Das Wichtigste aus 52 Wochen: Sonst befragen wir die Mitglieder unseres Herausgeberrats im Wechsel jeden Sonntag zu ihrer klimapolitischen Überraschung der Woche. Zum Jahresende wollten wir wissen: Was war Ihre Überraschung des Jahres? Heute: Oliver Hummel, Vorstand beim Öko-Energieversorger Naturstrom.
"Winter is coming", hieß es in der beliebten Serie Game of Thrones, in der die Jahreszeiten unvorhersehbar lange dauern. Im echten Leben kommt eher die Klimakrise – und zwar mit Siebenmeilenstiefeln. Denn 2024 geht als das erste Jahr in die Geschichte ein, in dem die global gemittelte Temperatur mehr als 1,5 Grad über dem vorindustriellen Niveau liegt.
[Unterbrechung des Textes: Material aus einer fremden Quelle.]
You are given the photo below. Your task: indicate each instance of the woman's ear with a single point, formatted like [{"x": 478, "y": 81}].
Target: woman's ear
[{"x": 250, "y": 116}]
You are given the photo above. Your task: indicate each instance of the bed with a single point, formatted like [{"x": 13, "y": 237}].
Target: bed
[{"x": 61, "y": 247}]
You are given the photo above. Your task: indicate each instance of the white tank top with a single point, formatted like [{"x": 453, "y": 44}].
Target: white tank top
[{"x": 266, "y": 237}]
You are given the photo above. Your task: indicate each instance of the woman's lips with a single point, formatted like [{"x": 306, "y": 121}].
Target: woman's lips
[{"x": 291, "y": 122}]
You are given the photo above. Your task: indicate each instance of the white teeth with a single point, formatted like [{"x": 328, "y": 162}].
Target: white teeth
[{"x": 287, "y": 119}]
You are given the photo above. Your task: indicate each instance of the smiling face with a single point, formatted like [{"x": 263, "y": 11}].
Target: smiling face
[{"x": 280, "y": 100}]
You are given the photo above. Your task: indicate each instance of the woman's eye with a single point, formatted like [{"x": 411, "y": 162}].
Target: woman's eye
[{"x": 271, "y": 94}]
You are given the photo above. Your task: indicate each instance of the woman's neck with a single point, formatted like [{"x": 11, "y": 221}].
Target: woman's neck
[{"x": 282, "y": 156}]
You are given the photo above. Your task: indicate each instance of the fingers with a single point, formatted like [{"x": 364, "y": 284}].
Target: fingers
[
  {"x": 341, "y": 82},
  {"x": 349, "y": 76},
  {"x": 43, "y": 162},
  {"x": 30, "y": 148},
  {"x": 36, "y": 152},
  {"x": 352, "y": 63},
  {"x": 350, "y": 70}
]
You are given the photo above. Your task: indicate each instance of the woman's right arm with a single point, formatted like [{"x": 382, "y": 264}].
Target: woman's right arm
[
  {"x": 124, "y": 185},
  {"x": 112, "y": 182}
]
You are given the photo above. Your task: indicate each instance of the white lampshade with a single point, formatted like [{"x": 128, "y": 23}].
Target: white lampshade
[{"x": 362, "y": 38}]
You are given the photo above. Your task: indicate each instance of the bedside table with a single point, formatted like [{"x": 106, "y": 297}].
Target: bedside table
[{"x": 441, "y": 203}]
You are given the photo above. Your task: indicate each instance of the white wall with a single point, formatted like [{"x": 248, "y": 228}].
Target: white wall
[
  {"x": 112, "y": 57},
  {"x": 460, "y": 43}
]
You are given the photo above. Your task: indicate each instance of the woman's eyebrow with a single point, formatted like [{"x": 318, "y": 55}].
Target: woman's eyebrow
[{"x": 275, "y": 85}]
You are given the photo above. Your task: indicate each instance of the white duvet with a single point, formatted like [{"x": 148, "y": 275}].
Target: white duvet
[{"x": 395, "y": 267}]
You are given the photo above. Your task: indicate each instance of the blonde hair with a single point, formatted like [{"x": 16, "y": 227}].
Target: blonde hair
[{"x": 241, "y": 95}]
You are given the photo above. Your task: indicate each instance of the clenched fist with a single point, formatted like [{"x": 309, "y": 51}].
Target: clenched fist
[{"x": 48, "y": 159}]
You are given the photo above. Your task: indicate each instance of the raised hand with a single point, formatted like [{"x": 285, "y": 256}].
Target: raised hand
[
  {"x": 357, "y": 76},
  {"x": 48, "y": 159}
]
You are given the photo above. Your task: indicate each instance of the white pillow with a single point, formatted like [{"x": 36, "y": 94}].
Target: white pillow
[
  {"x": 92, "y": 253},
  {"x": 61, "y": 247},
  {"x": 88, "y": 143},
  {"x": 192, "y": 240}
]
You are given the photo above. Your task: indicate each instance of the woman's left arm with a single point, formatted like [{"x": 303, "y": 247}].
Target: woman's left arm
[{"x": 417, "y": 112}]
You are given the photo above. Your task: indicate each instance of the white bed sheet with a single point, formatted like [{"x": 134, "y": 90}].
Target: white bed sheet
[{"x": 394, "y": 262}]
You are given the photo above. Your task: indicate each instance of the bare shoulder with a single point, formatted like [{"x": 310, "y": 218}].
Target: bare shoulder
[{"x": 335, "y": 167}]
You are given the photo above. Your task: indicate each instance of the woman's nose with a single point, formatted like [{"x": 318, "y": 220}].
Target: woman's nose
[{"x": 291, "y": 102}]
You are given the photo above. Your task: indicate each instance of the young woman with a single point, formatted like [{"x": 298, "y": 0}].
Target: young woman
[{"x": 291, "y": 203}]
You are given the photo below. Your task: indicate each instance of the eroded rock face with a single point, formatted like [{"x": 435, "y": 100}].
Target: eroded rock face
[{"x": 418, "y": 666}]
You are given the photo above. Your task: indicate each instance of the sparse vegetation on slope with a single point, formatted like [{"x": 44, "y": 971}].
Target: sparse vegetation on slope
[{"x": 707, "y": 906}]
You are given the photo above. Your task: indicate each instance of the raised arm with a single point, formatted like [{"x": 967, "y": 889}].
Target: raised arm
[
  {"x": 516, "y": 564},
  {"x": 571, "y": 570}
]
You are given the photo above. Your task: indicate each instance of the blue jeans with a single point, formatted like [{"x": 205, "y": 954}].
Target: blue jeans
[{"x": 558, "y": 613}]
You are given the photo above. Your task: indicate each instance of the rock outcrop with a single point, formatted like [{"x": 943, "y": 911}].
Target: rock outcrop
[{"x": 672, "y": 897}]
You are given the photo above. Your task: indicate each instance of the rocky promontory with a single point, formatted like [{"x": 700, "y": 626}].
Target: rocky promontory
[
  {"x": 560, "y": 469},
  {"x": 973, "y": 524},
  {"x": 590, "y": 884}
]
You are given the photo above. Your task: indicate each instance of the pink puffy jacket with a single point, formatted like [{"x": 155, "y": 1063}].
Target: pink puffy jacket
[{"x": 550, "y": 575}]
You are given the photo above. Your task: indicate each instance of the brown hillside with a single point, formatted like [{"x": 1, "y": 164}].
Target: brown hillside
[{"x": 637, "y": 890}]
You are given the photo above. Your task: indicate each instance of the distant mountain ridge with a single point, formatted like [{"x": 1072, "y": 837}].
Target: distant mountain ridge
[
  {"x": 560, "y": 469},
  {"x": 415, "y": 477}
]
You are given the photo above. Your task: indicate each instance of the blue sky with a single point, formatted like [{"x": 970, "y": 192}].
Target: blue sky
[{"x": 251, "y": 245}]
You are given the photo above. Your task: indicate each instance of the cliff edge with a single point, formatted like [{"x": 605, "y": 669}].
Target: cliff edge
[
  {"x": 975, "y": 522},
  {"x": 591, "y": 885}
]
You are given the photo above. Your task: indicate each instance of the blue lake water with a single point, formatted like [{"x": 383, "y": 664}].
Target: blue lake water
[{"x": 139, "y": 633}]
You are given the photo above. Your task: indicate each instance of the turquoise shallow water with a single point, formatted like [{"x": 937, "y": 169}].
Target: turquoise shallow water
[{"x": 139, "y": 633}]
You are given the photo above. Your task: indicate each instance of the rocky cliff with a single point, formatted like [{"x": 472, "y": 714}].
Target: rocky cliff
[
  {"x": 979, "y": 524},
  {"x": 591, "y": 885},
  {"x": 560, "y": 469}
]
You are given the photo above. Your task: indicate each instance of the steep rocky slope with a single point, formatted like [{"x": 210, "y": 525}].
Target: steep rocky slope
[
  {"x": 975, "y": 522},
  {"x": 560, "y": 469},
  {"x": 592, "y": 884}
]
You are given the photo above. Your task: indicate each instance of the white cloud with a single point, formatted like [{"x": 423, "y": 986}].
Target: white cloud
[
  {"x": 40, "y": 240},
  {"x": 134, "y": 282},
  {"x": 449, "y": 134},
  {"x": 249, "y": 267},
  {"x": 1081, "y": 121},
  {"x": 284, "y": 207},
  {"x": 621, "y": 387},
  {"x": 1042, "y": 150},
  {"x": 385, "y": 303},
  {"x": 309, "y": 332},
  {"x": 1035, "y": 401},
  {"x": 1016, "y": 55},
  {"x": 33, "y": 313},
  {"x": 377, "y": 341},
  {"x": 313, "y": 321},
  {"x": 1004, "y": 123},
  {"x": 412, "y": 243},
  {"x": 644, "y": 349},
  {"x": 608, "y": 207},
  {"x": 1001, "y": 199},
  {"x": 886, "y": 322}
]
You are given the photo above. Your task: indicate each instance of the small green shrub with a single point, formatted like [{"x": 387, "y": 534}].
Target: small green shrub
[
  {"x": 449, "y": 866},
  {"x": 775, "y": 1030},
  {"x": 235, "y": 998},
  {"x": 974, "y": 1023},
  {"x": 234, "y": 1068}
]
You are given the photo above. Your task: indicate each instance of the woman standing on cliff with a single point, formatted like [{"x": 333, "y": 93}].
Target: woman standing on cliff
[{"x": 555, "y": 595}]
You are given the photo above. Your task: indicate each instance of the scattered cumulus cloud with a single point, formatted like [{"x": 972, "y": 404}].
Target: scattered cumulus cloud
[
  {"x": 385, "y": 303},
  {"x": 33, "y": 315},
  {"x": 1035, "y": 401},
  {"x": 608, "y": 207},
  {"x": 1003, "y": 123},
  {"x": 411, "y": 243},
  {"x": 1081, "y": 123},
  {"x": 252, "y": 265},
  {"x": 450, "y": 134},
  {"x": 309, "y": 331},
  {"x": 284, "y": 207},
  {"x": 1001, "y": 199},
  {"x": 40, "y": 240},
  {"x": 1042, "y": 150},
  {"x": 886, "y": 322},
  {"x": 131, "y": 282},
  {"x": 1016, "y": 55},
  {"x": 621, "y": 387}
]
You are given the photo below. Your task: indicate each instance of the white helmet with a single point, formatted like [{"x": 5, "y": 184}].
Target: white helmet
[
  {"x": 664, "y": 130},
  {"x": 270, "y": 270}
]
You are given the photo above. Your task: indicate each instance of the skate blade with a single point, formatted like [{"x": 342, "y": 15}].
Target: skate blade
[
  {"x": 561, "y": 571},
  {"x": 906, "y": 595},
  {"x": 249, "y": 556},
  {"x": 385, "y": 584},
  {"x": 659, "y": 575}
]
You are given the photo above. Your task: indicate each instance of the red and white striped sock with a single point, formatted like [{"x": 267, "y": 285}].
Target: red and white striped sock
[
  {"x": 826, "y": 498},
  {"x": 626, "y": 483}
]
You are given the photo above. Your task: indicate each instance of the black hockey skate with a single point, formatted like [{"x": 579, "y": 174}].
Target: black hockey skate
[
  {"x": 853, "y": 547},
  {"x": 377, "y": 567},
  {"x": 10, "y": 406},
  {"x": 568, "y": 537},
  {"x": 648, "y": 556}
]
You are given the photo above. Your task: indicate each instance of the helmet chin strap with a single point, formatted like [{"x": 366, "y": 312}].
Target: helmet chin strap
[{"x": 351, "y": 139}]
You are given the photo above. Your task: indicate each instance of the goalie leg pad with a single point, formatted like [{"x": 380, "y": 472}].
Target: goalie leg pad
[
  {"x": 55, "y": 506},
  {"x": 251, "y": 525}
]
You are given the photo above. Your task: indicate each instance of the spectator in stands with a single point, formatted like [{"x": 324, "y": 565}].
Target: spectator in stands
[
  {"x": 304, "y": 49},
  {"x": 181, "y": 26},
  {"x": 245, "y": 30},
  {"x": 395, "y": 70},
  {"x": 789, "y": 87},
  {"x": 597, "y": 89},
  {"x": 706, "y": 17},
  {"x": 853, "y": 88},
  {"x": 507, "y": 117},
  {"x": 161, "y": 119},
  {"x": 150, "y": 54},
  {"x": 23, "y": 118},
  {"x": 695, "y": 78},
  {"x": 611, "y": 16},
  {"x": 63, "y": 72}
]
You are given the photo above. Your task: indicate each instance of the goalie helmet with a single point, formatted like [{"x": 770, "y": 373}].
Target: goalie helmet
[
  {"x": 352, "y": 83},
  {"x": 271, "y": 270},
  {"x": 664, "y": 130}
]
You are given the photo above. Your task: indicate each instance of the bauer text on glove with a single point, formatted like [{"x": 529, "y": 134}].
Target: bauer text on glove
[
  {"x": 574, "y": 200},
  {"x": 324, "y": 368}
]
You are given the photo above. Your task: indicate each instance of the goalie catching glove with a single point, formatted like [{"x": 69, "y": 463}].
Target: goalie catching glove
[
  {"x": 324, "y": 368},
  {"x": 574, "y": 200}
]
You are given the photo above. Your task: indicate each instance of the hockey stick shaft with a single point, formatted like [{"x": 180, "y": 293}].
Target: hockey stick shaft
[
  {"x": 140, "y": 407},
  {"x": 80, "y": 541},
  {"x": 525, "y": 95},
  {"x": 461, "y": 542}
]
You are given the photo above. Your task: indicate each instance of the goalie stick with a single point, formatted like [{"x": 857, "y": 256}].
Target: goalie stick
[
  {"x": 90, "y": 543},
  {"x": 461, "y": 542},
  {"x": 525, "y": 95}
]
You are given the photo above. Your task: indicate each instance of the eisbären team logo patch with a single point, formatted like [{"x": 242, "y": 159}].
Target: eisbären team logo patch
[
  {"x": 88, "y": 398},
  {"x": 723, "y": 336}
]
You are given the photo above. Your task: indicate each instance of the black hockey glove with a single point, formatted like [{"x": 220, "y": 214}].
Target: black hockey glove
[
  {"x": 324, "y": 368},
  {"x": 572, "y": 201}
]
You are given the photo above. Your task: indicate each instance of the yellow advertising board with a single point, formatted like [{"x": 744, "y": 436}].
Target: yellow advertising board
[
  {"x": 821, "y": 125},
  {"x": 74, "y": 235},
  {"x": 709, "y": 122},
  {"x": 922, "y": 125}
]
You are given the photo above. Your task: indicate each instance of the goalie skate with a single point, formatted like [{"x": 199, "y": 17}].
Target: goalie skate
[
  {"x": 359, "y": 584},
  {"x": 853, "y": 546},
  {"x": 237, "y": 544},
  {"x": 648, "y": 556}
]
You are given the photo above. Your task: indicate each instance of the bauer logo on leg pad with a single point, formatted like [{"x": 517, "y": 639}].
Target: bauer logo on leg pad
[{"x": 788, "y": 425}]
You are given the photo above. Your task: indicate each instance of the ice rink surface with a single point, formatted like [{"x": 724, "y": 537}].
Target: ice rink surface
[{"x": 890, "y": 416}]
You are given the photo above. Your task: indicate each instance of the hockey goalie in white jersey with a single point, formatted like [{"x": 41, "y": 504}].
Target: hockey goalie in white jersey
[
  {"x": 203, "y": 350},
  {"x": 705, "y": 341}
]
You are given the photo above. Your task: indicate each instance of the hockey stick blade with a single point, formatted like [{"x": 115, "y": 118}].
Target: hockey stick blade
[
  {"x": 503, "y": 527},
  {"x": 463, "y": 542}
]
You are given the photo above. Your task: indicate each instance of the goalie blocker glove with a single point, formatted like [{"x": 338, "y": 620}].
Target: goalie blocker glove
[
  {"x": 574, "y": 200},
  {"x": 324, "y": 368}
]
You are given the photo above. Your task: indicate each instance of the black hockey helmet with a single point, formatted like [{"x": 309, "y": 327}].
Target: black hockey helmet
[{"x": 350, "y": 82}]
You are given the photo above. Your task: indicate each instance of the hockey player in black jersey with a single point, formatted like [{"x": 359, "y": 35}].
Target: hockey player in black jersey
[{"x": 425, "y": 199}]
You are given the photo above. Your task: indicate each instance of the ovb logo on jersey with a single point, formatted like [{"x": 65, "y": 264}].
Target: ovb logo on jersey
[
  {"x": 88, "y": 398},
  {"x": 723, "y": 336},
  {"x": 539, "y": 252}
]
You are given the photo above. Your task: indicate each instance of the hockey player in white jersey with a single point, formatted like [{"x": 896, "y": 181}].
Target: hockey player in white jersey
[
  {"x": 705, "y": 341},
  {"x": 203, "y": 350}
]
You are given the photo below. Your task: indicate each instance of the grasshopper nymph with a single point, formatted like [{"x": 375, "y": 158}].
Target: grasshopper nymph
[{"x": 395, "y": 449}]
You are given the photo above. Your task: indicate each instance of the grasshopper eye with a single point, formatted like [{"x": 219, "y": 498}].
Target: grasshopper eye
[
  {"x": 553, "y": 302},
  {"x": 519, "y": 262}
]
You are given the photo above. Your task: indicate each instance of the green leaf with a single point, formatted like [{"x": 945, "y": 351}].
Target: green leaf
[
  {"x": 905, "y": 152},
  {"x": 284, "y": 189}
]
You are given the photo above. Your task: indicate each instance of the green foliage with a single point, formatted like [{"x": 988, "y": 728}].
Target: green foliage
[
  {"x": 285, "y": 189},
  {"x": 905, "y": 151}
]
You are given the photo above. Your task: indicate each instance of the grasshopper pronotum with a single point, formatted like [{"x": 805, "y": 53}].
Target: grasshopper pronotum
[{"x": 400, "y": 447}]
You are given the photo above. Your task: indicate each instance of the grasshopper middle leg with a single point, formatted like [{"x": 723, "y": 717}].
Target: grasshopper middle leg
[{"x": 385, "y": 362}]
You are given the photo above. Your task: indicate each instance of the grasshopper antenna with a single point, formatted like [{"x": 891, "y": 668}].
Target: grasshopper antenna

Damit gilt das 1,5-Grad-Ziel der Pariser Klimakonferenz zwar noch nicht als verfehlt, weil hierzu die Daten aus mehreren Jahren in die Berechnung einfließen. Dennoch ist dieser Temperaturrekord für die Weltgemeinschaft ein ernster Warnschuss.
Dass wir diese Negativ-Marke so schnell reißen werden, hat mich überrascht und nachdenklich gemacht. Denn ob der Warnschuss tatsächlich überall gehört wird, ist alles andere als sicher.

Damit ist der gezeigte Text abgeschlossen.